U. S. Shelby Co. P-38 and P-51 Stainless Steel Can Openers, set of One Each


Some cans aren’t easy open. Some easy open cans the tab breaks off, leaving you sobbing and lunchless. We looked at a lot of can openers, and tested them all, and finally decided that the sweet spot of the cost:quality ratio was not at the high end, not in the middle, it was at the low end.

There’s a technique to it, and there’s a slight learning curve involved. But once you master the Shelby (it’s all about leverage, work smart not hard), you become master of your fate. Army issued for decades, and so tough GIs call it “the John Wayne”.

The smaller size is for “personal” use, the larger was typically used in the mess halls to open larger cans. But they’re so inexpensive, we’ve put them together in a set. Made in the USA from stainless steel, stamped U. S. Shelby Co. for authenticity, complete with a hole at the end just perfect for a keyring or a dog tag chain.

Sometimes simple is the best.

Can of sardines for scale. Order this item and receive one P-38 and one P-51 can opener.

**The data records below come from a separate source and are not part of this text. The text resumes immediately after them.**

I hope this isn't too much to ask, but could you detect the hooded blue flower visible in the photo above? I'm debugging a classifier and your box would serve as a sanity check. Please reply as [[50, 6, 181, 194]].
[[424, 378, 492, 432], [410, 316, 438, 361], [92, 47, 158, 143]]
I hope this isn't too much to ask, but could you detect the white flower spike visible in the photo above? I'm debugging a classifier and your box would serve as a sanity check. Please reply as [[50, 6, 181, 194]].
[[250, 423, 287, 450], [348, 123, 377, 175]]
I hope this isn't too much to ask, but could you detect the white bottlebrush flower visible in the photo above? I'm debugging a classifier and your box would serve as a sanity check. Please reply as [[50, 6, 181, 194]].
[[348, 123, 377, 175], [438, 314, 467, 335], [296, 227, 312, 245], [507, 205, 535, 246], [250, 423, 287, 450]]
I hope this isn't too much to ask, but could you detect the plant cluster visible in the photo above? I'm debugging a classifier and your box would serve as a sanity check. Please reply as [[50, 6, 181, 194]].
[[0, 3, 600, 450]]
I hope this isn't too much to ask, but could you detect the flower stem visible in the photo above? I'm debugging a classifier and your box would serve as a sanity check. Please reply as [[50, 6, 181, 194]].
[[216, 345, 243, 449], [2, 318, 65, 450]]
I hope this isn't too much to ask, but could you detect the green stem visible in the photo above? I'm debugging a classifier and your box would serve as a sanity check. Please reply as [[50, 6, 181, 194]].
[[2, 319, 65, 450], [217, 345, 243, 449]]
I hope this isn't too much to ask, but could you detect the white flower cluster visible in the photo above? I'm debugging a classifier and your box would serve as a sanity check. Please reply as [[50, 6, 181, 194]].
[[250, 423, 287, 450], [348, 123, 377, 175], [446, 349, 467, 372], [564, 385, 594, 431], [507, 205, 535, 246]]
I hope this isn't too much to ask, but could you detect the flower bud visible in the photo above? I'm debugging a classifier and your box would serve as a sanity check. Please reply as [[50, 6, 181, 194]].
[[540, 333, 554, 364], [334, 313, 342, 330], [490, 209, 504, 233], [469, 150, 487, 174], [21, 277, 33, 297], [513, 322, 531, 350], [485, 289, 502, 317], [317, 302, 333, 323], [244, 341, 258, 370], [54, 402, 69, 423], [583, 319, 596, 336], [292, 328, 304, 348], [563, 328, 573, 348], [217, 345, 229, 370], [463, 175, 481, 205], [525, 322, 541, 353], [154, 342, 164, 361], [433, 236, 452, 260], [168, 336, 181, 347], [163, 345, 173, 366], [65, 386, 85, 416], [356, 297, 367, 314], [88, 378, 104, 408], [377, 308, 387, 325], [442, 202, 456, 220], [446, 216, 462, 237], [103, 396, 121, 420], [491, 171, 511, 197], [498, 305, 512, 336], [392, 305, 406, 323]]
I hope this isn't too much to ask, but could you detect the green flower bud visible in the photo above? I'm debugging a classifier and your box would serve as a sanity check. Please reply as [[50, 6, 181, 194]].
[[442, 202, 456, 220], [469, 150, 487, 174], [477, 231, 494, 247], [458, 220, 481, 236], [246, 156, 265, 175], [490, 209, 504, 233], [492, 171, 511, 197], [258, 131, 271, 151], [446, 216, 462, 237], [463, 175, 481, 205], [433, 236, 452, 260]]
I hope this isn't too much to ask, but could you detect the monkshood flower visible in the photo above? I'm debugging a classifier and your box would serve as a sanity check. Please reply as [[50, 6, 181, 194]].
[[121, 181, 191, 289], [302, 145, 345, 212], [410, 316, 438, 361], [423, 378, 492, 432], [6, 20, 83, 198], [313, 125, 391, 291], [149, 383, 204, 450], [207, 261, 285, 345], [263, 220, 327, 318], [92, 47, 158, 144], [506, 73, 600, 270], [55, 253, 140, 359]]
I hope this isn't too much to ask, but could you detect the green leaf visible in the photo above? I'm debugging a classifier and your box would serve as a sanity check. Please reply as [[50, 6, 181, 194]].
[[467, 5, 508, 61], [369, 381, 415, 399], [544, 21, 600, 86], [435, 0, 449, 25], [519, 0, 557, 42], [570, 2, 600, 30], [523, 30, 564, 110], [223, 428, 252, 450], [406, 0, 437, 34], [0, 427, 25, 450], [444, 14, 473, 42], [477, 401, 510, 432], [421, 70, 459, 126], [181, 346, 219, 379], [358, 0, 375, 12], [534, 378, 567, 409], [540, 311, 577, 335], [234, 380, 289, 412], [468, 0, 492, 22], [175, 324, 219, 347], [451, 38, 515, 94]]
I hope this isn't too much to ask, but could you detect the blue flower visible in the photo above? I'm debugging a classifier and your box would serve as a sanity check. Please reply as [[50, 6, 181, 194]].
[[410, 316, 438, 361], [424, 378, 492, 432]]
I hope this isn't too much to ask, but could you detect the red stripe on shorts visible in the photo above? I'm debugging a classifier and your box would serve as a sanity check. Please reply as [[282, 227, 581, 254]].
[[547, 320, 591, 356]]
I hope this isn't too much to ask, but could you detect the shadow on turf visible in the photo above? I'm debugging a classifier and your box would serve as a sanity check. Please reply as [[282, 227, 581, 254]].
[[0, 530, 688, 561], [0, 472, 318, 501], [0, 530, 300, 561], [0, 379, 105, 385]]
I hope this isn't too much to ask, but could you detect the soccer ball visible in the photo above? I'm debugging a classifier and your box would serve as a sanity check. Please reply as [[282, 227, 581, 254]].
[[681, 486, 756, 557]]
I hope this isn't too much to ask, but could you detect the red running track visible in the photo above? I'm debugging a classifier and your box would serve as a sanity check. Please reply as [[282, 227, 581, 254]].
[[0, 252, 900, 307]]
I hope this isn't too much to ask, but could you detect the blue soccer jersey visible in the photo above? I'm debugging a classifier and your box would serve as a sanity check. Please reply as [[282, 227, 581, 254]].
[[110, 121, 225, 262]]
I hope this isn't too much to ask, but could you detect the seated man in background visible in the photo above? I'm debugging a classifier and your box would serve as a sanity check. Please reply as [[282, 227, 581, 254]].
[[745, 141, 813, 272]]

Note: please be careful, the nature of physics is such that using a metal blade to manually lever through other metal may create sharp ribbons and/or shards.

In stock


Check out this demo for how to use them.


  1. Christopher Therrien (verified owner)

    I purchased these can openers for travel. You can no longer bring Swiss Army knives on planes, so I figured this would be an acceptable alternative as far as can openers go. I think they would be great for backpacking and camping as well.

    The larger P-51 opener is more efficient and easier to use.

    This opener will not work on the bottom of a can as it requires a lip to catch on to. Also, can bottoms tend to be thicker than the tops, so you would have to be quite strong to even pierce the bottom of a can with this (and it would probably be dangerous to do so).

    I opened a can of Goya Chickpeas with no problem. Once you get the hang of it, it’s easy to use. I then opened a can of Japanese sardines (one with a pull top) to see how that would go, and it cut the metal top like butter, but it also left little twisted metal shards which actually got inside the can on the fish. That’s not good.

    I sometimes find certain brands of sardines with pull-tabs where the pull tab often breaks off. In this case, I typically use a pair of needle nose pliers to pull the top off. I was hoping this Shelby can opener would be the solution to this situation, but I wouldn’t recommend it for cans with pull tabs due to the possibility of metal shards. But it does work well for regular cans without pull tabs. Of course, it could be just the tin I was trying to open, but I’m not sure I’m going to risk it again. Digging through the fish for little metal shards is no fun.